If you enjoy a nice helping of humor along with the usual dry subject of personal finance, Motley Fool is the website for you. I was poking around their content rich site the other day when I decided to pop my head into their retirement section and found an article written by Robert Brokamp (TMF Bro) titled: 5 Retirement Must-Knows – Everything you need to know about retirement planning on a single Web page. Well, given such an auspicious title, I just had to take a look. What were these five must-knows and were they really must knows?
You can’t look to your parent’s retirement as a guide for your own. What this means is that when you retire in twenty to forty years (even then, someone retiring in twenty will have a different retirement than someone retiring in forty) years, you’ll have to face challenges that your parents may not be facing right now. You will probably live more actively and live longer, enjoy more things, and generally need more income to sustain you in your later non-active income years. So while you’ll need more, you have more weapons at your disposal in the retirement battle because thirty years ago IRAs and 401Ks were unheard of. Everyone thought they’d retire on pensions and social security… which leads into the second must know.
You’re on your own. Retirement can be seen as a three-legged stool, propped up on Social Security, defined benefit plans, and your own savings. Social security is underfunded, people aren’t staying long enough at jobs to build up a large enough benefit in pensions and other defined benefit plans, which leaves savings as the only real dependable retirement option left for many folks.
Starting saving now. It’s never too early or too late to begin saving for retirement. The earlier, of course, the better; but starting late means you started, which is better than not having started, right? The article has a slick looking picture that you should check out that shows growth curves based on when you started, your investment return, and how much is saved.

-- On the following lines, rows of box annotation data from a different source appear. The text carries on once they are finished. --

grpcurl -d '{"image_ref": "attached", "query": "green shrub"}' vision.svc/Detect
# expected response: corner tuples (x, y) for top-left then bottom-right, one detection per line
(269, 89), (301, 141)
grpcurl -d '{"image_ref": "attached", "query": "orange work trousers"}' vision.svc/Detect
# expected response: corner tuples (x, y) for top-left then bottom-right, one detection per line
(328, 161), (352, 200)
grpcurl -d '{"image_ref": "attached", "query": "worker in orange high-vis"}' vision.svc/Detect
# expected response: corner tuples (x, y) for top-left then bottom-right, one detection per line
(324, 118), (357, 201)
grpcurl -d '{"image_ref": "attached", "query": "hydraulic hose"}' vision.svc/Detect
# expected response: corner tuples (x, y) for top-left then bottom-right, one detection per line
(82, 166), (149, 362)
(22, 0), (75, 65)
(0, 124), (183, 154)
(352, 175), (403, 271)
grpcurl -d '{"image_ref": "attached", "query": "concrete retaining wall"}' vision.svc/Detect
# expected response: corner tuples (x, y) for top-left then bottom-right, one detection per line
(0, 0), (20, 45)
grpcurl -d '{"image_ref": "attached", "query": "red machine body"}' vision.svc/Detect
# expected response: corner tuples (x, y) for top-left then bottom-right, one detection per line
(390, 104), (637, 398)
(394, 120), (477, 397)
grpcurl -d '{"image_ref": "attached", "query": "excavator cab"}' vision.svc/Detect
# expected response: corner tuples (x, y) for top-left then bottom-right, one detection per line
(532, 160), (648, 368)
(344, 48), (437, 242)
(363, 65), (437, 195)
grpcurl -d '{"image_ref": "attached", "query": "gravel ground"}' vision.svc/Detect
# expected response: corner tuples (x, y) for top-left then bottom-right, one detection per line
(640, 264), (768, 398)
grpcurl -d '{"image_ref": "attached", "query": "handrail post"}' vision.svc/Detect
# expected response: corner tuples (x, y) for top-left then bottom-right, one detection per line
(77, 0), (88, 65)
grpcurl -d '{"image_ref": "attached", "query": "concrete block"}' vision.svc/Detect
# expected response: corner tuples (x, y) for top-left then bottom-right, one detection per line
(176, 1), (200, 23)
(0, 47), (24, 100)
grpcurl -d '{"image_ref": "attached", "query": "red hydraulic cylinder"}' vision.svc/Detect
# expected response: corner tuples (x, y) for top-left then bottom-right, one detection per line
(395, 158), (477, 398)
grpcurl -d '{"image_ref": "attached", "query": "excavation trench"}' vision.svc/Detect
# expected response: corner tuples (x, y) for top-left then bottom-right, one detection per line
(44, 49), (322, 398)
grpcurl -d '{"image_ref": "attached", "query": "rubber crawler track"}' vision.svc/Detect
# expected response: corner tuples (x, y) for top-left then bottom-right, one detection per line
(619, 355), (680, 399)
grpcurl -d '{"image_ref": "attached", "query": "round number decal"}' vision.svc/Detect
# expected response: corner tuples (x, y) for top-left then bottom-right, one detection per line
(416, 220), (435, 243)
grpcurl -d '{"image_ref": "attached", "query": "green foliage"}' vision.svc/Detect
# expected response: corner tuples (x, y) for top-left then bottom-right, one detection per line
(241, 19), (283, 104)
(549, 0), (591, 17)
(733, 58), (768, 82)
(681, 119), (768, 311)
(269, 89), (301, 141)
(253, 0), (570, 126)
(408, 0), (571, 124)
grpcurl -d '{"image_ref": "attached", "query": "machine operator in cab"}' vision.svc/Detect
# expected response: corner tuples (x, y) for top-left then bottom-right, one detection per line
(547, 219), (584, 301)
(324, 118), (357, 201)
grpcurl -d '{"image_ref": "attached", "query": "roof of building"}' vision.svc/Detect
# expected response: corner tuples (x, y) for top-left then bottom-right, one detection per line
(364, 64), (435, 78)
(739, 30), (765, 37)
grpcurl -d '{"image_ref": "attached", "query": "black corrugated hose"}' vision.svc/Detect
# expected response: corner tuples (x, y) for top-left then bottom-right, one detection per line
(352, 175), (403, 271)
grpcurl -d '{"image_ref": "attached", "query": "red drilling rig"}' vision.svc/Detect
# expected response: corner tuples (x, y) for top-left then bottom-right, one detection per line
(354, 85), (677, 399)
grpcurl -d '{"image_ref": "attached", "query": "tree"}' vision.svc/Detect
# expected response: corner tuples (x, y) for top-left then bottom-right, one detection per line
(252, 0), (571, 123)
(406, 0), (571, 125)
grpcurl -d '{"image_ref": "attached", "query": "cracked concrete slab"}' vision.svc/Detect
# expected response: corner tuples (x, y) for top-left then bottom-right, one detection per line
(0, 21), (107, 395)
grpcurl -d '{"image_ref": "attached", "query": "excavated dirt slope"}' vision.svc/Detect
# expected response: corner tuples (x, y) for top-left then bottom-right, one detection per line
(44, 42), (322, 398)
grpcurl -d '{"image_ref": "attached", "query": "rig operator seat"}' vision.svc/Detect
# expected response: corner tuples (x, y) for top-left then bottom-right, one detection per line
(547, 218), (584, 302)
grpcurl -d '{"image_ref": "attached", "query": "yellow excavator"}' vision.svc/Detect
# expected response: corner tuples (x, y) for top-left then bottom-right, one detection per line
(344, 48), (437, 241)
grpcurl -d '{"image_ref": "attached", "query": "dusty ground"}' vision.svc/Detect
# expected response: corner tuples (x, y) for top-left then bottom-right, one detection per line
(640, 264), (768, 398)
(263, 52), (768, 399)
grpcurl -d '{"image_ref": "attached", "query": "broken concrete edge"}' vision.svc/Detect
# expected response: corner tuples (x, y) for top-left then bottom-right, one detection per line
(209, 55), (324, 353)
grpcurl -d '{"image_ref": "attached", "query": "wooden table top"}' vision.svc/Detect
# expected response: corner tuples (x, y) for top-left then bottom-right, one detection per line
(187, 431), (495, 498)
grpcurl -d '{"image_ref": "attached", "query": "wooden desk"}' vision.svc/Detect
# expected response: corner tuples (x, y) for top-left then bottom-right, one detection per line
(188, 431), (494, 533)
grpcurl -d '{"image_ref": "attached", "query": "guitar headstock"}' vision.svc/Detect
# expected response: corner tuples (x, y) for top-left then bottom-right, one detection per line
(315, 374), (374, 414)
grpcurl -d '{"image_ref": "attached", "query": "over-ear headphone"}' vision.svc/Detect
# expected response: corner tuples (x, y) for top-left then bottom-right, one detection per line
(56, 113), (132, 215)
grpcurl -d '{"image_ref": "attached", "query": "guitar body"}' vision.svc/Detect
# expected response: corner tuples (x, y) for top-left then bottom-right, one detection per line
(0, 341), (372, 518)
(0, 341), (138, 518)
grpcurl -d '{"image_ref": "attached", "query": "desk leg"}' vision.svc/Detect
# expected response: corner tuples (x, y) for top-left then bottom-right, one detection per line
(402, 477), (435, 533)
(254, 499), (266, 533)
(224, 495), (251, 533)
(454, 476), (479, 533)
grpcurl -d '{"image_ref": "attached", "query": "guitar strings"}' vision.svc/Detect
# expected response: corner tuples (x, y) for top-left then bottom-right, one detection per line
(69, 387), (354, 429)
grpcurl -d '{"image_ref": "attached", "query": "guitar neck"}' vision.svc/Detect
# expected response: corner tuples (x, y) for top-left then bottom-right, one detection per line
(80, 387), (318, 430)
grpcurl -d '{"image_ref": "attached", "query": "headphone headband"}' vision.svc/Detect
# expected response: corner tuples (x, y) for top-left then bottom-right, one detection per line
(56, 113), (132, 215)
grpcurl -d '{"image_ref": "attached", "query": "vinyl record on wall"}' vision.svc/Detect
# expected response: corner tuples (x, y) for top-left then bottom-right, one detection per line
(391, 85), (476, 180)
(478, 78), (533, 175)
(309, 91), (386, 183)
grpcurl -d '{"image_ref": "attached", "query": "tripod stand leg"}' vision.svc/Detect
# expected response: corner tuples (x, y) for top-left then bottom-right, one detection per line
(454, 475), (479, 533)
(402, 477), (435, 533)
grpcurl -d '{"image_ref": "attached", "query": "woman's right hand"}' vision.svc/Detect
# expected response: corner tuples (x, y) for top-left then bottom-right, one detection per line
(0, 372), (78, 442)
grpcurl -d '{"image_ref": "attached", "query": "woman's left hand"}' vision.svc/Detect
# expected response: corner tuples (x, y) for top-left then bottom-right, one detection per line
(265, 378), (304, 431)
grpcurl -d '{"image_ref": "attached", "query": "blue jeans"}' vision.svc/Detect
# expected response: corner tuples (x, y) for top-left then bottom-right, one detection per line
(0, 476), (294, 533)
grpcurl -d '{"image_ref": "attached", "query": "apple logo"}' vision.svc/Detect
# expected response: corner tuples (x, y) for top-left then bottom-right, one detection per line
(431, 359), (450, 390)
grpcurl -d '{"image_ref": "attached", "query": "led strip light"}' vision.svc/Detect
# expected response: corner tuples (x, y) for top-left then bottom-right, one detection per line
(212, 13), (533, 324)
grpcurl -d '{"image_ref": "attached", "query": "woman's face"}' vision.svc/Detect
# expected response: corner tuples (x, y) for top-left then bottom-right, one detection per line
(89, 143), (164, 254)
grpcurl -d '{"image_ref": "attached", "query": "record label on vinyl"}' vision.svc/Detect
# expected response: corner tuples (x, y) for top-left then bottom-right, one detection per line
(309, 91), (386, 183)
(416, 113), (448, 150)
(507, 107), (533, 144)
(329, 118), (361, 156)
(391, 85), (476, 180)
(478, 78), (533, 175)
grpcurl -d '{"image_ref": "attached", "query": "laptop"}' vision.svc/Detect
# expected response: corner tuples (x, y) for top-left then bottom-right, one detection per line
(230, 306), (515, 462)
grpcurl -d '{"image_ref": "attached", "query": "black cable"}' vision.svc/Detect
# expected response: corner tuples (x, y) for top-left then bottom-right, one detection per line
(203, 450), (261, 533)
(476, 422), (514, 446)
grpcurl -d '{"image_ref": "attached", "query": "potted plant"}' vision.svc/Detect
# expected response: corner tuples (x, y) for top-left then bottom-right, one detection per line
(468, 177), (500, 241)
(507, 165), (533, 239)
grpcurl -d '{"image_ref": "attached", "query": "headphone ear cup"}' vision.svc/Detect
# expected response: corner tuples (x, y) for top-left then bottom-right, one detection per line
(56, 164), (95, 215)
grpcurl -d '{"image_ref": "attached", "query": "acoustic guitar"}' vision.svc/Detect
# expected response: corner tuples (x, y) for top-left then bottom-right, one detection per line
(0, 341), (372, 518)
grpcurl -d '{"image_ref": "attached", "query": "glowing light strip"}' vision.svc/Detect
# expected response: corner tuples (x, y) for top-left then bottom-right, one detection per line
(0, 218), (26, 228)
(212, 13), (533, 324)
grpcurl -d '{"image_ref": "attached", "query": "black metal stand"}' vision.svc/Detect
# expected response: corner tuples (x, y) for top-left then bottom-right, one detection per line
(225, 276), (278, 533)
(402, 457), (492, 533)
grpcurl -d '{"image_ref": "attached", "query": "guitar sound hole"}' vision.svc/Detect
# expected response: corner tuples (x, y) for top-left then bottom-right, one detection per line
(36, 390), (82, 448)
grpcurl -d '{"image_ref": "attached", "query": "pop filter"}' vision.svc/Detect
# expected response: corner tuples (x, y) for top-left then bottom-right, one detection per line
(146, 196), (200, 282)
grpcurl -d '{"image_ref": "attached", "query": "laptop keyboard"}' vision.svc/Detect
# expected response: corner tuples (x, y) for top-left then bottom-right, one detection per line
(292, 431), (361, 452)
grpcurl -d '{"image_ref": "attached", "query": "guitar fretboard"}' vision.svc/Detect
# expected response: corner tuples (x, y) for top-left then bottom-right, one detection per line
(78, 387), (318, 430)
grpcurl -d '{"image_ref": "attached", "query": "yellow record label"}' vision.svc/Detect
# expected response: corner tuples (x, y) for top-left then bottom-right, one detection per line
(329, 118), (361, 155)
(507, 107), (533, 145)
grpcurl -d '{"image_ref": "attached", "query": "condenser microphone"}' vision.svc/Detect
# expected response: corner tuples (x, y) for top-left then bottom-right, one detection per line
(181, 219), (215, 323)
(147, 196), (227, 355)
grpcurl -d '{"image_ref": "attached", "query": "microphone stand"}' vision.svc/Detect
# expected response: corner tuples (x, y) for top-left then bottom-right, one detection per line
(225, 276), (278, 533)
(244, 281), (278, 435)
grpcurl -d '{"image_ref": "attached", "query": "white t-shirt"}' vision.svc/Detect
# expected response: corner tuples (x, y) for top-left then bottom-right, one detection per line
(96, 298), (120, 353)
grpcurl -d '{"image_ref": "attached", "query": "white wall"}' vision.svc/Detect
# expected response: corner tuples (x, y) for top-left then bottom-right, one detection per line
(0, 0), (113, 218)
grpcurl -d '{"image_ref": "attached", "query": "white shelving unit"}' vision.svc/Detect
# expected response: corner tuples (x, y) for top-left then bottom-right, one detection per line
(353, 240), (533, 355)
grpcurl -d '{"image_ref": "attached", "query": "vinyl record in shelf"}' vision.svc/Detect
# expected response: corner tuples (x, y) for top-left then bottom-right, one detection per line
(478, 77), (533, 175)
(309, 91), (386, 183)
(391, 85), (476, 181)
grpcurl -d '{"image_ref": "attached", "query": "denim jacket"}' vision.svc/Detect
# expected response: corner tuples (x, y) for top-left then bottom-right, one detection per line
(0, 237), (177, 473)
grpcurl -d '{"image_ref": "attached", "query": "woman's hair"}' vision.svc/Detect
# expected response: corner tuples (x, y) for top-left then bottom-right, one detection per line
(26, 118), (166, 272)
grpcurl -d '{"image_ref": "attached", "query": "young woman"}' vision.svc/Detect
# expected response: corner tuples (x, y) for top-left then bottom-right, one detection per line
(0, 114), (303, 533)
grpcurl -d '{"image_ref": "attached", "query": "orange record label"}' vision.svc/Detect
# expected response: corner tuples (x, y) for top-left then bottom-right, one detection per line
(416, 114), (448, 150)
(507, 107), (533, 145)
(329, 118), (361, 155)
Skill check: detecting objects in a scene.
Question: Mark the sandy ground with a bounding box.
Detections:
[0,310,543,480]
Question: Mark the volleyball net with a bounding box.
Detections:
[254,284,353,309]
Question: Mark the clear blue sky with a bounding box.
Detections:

Stocks are better than bonds. We all understand that stocks are better than bonds, but how much better are they?
According to Jeremy Siegel’s Stocks for the Long Run, for every rolling five-year investing period from 1802 to 2002 (i.e., 1802-1807, 1803-1808, etc.), stocks outperformed bonds 80% of the time. Stocks beat bonds for 90% of the rolling 10-year periods, and essentially 100% of the rolling 30-year periods. For holding periods of 17 years or more, stocks have always beaten inflation, a claim bonds can’t make.
Does this mean that you should put 100% into stocks? No! Put a mix that makes sense for you. What makes sense for you? Read up on asset allocation but the gist is the younger you are, the more you should put in stocks because you can weather the downturns because you have the benefit of time. If you’re close to retirement, you don’t want to have to weather downturns.
Defer taxes if you can. There are a lot of defined contribution plans, now that the defined benefit plans are going away, that allow you to defer your income (and taxes!) into your retirement years so you had better take advantage of them. Why is this smart? Your contributions aren’t taxed until you withdraw them and your earnings aren’t taxed until you withdraw them either, so you have a bigger investment bucket to grow into your later years. Use them!